An asylum seeker’s story: journey to Australia
Dr Waleed Alkhazrajy fled his native Iraq 15 years ago. Saddam Hussein’s regime had ordered him to cut off the ears of army deserters or brand their foreheads with a cross. He chose not to, which meant he had to leave or face torture or death.
So he left. In Jordan he made contact with people smugglers – his family raised the $15,000 the smugglers demanded to take him to Australia via Malaysia and Indonesia.
Now an anaesthetist in Adelaide, he told The Punch what life was like on that boat.
“On the boat it’s really scary, really terrifying. You know that the boat, with you in it, has a chance to capsize or send you to your death at any moment.
That’s how it feels. You think “I’m going to die in the next minute”.
That’s it. I couldn’t swim. It’s a wide sea. It’s a boat made of wood.
It’s not an equipped boat. You can rest assured there’s no navigation equipment or telecommunication equipment or even a well-trained crew that can pull you to safety if something happens.
The whole time you feel like you’re being chased. The fear of being a man or a person who hasn’t done anything wrong but at the same time everybody wants to have a go at you and sentence you to death or torture you.
Then you’re with people you don’t want to be with – the people smugglers, people who are taking your money with a promise. It’s a dark world.
I had no alternative. No country would give me rights. Rights to live, rights to work.
I was 27, 28. I was being chased although I wasn’t doing anything wrong and if I was captured I’d be tortured.
In my country you can be tortured every day. Every day of your life. So I needed to leave.
So you get on this boat and say: “if I make it, I make it”.
I was almost like a drugged person when I saw that boat. I don’t remember making an assessment of it.
It was dark and I was numb, I was in denial. All these feelings you can have. I was scared.
I couldn’t make an assessment of the seaworthiness.
We were lucky. It wasn’t that rough. It was good sailing conditions.
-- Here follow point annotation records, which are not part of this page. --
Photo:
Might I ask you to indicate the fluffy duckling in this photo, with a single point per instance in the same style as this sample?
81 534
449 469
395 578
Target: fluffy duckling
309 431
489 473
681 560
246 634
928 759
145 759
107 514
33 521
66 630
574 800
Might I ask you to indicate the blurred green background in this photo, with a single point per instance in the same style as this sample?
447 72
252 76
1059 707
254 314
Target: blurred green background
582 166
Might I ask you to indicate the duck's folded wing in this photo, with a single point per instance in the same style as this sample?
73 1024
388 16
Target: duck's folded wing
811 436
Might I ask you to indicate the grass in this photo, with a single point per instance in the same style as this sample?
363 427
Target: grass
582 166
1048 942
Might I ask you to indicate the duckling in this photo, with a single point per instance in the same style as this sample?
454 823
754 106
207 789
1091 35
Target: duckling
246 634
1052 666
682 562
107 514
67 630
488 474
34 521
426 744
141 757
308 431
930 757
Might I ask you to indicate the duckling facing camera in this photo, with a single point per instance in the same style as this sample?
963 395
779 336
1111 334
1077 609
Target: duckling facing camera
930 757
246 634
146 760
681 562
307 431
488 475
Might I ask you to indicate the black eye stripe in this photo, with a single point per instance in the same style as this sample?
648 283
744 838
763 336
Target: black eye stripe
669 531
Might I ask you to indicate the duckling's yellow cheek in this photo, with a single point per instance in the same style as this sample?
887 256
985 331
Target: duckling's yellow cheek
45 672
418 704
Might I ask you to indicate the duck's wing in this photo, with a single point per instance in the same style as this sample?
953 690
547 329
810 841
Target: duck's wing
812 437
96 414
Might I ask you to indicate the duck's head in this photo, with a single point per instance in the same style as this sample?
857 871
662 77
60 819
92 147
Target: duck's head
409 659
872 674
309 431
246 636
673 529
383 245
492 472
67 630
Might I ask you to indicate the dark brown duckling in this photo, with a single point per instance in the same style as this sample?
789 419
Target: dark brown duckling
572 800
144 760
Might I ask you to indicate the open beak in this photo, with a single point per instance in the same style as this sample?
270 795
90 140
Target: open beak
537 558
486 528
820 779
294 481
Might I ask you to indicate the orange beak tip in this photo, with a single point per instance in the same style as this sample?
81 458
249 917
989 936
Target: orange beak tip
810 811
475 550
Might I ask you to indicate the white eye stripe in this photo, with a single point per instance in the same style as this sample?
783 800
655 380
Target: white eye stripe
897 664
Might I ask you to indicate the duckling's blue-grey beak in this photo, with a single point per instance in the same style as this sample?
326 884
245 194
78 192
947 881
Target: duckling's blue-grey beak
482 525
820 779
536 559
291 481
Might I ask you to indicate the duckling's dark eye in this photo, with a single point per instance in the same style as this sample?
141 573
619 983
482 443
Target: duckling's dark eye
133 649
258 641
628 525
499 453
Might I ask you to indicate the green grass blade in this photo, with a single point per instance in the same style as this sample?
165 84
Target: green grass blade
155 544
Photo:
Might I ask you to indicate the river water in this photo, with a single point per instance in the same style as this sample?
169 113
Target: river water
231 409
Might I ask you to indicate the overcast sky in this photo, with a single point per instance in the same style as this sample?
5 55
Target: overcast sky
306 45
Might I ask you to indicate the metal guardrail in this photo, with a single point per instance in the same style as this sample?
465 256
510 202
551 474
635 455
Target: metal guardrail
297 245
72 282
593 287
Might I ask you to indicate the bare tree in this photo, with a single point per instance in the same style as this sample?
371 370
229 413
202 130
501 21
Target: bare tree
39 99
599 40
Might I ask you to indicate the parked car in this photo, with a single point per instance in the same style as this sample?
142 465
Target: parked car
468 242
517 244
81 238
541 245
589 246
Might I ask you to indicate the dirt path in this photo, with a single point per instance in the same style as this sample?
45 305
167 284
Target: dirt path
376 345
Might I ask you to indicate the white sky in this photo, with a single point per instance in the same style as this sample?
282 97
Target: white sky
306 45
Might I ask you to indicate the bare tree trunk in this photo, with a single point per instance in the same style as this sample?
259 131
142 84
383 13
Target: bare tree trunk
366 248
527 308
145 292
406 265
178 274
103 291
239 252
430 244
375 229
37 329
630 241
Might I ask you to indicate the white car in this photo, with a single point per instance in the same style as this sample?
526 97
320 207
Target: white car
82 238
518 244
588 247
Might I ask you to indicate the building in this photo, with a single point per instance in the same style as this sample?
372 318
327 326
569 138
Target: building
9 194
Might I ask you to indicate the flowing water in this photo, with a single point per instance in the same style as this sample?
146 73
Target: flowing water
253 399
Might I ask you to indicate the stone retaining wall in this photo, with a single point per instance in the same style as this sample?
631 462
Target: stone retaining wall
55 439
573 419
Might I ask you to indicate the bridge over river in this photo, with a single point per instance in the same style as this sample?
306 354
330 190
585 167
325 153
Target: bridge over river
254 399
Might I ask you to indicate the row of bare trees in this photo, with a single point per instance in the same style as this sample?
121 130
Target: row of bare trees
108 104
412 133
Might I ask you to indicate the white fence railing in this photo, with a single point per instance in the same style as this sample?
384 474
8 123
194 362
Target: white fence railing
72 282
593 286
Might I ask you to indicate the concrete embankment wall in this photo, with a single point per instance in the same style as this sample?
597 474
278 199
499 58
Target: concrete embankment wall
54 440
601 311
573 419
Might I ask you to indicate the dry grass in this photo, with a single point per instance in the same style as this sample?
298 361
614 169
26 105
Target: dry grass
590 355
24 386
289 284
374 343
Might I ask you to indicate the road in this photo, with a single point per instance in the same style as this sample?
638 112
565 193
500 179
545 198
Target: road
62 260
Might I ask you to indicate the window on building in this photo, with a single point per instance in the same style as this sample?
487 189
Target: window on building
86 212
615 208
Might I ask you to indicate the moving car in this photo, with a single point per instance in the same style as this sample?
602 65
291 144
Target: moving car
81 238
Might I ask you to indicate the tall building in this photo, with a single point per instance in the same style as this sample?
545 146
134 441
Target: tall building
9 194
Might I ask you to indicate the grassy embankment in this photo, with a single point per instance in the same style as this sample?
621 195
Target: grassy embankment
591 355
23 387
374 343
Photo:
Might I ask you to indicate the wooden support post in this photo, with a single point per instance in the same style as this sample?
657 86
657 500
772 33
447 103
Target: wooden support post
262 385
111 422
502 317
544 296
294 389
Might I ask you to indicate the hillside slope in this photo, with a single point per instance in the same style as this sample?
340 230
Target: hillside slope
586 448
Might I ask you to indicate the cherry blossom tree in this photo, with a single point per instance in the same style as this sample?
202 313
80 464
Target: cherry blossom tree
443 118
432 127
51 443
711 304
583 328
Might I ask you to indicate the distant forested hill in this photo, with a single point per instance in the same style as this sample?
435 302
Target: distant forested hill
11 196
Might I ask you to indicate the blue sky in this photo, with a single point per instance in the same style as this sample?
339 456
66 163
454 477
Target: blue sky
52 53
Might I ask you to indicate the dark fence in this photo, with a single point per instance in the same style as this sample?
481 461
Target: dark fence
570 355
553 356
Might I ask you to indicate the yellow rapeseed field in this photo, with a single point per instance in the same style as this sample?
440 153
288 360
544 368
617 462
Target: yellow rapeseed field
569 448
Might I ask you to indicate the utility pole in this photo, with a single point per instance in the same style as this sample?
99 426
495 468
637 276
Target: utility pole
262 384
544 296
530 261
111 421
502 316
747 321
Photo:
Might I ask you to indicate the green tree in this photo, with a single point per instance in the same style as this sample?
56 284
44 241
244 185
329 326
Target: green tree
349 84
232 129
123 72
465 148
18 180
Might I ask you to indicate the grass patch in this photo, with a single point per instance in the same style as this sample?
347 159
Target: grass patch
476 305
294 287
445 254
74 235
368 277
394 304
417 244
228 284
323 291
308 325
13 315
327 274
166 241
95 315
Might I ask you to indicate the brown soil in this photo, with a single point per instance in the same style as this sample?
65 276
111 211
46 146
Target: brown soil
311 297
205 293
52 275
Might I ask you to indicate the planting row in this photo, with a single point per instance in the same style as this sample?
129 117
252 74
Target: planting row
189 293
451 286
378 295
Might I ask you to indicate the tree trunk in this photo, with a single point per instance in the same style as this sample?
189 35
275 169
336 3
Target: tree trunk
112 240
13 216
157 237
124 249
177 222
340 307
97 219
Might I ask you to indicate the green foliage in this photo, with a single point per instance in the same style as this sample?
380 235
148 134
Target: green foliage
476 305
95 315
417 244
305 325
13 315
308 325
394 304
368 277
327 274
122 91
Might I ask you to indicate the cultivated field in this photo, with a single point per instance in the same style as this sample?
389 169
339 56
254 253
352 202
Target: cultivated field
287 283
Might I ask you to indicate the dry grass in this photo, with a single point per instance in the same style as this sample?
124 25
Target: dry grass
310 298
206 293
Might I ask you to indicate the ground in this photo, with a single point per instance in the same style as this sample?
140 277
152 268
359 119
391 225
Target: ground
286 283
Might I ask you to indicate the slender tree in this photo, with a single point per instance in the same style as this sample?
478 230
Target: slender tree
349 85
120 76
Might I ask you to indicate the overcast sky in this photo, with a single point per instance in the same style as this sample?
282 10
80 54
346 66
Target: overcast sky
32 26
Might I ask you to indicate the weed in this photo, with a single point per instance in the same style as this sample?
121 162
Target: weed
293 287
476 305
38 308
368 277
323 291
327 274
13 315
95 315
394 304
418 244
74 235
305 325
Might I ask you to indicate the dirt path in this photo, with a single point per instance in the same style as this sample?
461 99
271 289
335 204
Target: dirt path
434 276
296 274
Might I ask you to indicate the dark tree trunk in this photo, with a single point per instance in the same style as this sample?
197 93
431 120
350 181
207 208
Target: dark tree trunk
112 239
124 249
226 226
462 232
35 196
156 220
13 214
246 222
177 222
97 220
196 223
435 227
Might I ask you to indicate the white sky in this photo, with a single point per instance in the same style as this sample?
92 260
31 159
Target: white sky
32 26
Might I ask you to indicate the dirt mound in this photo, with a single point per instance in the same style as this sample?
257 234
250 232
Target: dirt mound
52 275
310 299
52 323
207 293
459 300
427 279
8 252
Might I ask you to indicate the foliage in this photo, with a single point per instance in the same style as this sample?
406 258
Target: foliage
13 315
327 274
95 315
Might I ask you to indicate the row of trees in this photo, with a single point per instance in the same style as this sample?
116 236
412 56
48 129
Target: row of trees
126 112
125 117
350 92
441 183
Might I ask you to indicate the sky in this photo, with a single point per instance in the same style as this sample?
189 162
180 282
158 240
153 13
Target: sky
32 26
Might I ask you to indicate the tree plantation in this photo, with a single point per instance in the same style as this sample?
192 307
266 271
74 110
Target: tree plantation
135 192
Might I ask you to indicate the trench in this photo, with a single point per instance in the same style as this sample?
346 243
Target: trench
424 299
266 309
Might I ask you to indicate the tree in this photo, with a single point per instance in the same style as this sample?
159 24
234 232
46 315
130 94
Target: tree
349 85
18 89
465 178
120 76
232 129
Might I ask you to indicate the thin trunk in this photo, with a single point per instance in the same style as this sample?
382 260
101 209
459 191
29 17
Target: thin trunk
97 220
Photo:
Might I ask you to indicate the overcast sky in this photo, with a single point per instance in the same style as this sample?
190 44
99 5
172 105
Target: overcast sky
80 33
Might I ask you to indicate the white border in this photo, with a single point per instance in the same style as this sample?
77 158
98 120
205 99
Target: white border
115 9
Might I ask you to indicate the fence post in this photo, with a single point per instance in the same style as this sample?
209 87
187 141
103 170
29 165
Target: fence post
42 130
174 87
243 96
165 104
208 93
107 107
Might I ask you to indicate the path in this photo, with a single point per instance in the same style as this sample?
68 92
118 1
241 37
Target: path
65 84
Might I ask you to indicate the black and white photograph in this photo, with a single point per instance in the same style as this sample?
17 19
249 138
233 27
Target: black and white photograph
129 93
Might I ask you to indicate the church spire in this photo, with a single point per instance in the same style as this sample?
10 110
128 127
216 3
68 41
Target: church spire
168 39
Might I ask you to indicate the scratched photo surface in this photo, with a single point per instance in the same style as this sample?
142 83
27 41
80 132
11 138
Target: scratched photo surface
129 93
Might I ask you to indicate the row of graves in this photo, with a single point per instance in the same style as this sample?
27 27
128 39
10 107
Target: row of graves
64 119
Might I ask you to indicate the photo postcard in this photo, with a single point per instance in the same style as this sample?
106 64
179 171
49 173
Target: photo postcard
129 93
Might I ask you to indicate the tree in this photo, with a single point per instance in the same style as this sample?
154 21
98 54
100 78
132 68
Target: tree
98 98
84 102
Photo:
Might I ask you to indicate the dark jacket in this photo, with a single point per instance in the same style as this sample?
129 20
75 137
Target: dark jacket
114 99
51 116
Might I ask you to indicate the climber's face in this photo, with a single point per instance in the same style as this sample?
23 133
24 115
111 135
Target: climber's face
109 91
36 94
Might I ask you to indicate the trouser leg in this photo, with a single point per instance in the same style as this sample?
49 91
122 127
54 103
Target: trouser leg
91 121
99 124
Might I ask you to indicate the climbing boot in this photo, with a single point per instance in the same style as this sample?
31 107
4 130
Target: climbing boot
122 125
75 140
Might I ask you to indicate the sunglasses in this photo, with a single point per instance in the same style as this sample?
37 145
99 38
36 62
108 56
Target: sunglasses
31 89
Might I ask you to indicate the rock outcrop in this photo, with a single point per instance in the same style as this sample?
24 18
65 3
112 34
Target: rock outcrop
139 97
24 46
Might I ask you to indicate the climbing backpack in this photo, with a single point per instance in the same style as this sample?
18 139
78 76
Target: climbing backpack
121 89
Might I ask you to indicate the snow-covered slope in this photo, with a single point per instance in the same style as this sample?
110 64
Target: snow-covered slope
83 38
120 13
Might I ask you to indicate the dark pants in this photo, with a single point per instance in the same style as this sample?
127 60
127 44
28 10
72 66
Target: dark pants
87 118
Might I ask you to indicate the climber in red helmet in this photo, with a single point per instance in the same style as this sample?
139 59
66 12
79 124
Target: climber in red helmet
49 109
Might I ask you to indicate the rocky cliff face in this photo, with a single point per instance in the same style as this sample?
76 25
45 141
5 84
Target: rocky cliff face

At Christmas Island… words would not be enough to describe what they went through in the last few moments of their journey.
My thoughts are with them, their families, their loved ones. With the people who are injured, with those who are still alive.
It’s not a light decision that they make … The amount of desperation they have which pushes them into this decision is enormous. A small child doesn’t want to go through an operation but there’s no other choice.
I just want the Australian people to understand the amount of pressure and desperation for these people to make this journey.”
Dr Alkhazrajy tells more of his story in the latest Australian and New Zealand College of Anaesthetists Bulletin.